This example is drawn from the Mplus User's Guide (example 3.1) and we suggest that you see the Mplus User's Guide for more details about this example. We thank the kind people at Muthén & Muthén for permission to use examples from their manual.
Example Using Stata
Here is an OLS regression example using Stata with two continuous predictors x1 and x2 used to predict a continuous outcome variable, y.
infile y1 x1 x3 using http://www.ats.ucla.edu/stat/mplus/output/ex3.1.dat, clear
regress y1 x1 x3
Source | SS df MS Number of obs = 500
-------------+------------------------------ F( 2, 497) = 387.13
Model | 733.16883 2 366.584415 Prob > F = 0.0000
Residual | 470.626985 497 .946935583B R-squared = 0.6090
-------------+------------------------------ Adj R-squared = 0.6075
Total | 1203.79581 499 2.41241646 Root MSE = .97311
------------------------------------------------------------------------------
y1 | Coef. Std. Err. t P>|t| [95% Conf. Interval]

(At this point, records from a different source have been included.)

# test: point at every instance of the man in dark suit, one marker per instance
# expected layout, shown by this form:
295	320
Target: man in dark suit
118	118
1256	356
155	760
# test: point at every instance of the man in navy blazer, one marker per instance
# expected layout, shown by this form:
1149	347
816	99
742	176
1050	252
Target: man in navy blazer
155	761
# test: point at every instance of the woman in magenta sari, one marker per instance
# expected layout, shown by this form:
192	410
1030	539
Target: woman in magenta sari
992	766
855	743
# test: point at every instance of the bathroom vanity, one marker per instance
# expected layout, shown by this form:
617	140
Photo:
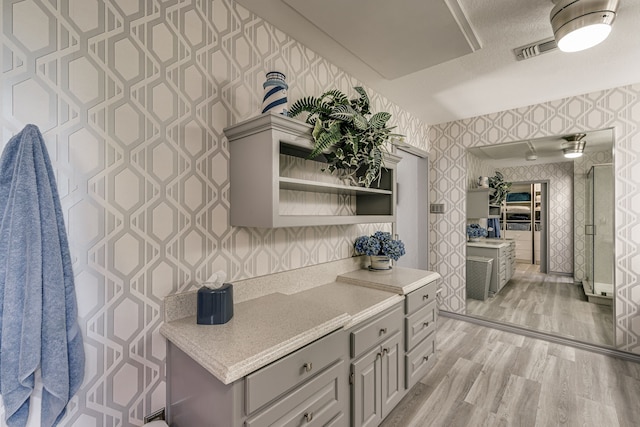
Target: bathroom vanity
337	354
503	253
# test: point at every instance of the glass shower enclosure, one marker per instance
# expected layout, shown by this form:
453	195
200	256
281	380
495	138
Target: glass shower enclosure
599	231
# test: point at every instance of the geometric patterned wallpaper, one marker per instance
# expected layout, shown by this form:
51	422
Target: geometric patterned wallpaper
617	108
132	98
560	178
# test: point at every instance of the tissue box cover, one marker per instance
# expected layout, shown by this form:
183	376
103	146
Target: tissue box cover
215	306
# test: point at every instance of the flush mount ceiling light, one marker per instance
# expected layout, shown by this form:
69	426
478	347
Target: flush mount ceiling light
574	147
531	152
581	24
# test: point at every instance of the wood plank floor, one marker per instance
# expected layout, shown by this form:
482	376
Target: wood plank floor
486	377
547	303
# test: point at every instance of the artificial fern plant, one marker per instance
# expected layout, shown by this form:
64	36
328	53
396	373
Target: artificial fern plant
500	186
352	142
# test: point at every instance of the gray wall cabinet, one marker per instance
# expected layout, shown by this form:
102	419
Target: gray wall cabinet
258	182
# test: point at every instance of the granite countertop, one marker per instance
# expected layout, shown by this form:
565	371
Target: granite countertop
269	327
398	280
490	243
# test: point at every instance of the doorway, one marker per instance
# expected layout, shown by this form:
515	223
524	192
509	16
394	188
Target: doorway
524	216
412	215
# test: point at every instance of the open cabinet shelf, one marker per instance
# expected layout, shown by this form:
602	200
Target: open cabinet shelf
274	184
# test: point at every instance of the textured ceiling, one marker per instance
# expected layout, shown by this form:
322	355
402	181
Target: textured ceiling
489	79
548	150
427	21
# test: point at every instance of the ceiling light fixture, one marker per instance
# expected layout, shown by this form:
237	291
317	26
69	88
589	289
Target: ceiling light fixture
574	147
532	154
581	24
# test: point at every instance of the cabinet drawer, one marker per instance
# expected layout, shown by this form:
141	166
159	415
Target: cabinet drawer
420	324
271	381
376	330
420	297
419	360
321	401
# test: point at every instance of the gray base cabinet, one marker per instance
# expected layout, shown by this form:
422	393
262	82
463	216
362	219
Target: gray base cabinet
504	263
309	387
347	378
420	326
377	367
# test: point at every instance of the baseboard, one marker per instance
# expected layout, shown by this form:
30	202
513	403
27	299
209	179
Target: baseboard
607	351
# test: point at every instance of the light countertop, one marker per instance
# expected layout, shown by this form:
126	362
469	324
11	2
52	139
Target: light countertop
490	243
398	280
269	327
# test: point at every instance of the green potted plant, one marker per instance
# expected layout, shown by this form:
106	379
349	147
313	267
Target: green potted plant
350	137
501	188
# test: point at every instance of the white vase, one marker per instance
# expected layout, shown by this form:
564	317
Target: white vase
380	262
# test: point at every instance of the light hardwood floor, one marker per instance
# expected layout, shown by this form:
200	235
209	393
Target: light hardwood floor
547	303
486	377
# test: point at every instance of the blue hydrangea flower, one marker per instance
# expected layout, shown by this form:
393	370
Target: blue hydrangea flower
394	249
380	243
366	245
474	231
382	236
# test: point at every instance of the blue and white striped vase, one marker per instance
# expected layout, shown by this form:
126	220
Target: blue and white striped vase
275	93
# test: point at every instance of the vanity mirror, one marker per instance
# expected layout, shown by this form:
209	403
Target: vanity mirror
568	204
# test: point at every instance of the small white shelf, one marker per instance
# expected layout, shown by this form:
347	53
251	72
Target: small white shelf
478	205
258	188
323	187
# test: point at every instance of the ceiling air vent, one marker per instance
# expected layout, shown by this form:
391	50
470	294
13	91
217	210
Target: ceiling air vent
535	49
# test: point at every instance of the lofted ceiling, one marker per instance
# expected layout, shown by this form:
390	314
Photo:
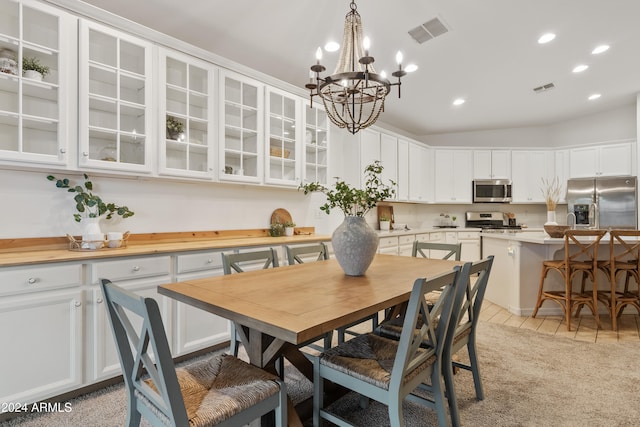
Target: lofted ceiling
490	56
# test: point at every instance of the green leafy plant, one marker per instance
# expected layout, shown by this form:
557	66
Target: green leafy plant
88	204
353	201
174	126
276	229
33	63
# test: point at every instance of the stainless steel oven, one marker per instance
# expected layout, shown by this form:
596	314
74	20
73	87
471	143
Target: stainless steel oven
492	191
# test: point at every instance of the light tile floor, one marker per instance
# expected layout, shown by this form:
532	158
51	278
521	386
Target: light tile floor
583	328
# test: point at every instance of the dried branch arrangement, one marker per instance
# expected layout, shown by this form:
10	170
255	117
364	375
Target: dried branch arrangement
551	191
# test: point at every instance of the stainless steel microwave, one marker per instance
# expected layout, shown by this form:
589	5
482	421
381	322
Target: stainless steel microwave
492	191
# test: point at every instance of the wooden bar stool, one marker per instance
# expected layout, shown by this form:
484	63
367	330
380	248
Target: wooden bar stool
580	256
624	257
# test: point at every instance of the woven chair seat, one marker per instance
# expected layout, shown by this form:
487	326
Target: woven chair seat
370	358
216	389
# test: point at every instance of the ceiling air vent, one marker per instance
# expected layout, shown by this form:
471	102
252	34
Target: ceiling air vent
428	30
544	88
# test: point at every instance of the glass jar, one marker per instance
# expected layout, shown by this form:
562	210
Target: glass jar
8	62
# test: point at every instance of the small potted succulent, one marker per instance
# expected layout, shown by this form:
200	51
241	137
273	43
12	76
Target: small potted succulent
385	223
33	69
175	128
288	228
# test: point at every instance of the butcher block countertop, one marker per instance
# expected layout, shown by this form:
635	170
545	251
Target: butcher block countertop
56	249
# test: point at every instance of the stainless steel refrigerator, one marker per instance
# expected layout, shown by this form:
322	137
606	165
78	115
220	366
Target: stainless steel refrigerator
607	203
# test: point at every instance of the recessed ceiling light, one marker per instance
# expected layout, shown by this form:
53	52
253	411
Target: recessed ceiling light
600	49
546	38
331	47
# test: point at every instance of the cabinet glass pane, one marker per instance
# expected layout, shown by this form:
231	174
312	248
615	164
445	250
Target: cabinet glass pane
10	18
40	28
9	133
103	48
132	89
176	101
132	57
102	82
176	73
40	137
198	81
8	94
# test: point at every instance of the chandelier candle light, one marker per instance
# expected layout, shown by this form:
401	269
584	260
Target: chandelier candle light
353	96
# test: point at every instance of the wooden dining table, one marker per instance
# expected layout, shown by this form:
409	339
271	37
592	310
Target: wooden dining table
278	309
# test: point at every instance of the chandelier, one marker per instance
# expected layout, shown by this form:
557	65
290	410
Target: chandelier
353	96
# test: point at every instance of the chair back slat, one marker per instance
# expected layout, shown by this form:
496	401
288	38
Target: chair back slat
294	253
233	262
125	310
452	249
435	322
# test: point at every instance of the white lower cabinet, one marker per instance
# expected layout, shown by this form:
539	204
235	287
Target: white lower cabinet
41	312
139	275
193	328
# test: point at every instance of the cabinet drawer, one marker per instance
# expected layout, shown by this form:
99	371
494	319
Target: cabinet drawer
199	262
407	240
36	278
386	242
466	235
424	237
132	268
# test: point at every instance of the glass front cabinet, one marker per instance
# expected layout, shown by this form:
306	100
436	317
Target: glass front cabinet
186	131
316	144
282	163
115	100
241	139
35	120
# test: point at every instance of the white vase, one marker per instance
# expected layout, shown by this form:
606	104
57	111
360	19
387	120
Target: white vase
92	235
355	245
551	218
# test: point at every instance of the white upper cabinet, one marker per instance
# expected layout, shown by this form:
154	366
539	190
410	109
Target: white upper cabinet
602	160
241	142
115	100
492	164
453	176
283	128
186	116
316	144
529	169
36	126
403	170
421	185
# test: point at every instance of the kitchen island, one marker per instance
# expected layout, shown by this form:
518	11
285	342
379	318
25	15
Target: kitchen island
515	275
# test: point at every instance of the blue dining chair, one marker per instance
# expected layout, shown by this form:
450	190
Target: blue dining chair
220	391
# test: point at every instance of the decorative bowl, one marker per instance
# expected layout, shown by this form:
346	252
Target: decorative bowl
556	231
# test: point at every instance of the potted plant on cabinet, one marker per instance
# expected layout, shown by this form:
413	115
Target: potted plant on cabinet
91	208
33	69
354	242
385	223
288	228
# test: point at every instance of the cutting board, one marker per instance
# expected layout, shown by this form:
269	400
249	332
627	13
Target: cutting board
280	216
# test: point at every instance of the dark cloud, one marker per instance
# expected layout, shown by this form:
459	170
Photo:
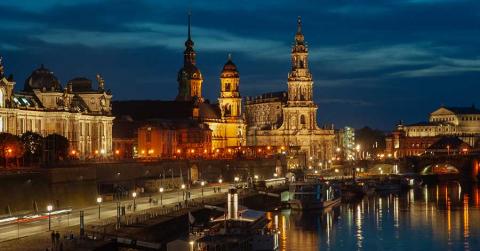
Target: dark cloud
374	62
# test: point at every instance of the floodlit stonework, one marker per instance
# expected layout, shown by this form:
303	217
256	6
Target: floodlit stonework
290	118
79	112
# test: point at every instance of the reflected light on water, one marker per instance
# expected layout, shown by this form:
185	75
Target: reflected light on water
358	225
427	218
466	224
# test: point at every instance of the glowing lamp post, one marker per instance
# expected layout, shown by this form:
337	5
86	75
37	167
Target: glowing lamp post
184	196
161	195
134	195
99	202
49	209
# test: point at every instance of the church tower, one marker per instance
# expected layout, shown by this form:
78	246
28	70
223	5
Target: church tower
189	77
300	111
230	101
300	83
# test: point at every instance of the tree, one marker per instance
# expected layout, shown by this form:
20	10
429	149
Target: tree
33	145
10	147
57	147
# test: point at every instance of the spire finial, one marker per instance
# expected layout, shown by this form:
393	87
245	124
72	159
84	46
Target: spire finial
189	16
299	24
1	67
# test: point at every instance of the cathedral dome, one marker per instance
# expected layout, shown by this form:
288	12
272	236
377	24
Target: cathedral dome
229	69
190	71
42	78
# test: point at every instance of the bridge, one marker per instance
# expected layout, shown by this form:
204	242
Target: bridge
467	167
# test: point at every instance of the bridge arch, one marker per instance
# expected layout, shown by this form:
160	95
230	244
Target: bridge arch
440	168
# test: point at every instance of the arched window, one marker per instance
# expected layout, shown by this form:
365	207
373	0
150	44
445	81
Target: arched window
302	120
228	110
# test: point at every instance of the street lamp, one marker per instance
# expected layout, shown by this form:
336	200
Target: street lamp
202	184
161	195
99	201
184	196
191	245
49	209
134	195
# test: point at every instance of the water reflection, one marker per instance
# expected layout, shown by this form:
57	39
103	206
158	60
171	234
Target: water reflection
443	217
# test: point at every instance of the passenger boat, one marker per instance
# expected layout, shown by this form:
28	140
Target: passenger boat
312	194
238	230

-------------+----------------------------------------------------------------
x1 | .9694892A .0416319 23.29 0.000 .887693 1.051285
x3 | .6490392A .0445076 14.58 0.000 .5615929 .7364854
_cons | .5109608C .0435592 11.73 0.000 .425378 .5965436
------------------------------------------------------------------------------
The output is labeled with superscripts to help you relate the later Mplus output to this Stata output. To summarize the output, both predictors in this model, x1 and x2, are significantly related to the outcome variable, u1.
Mplus Example #1
Here is the same example illustrated in Mplus based on the ex3.1.dat data file.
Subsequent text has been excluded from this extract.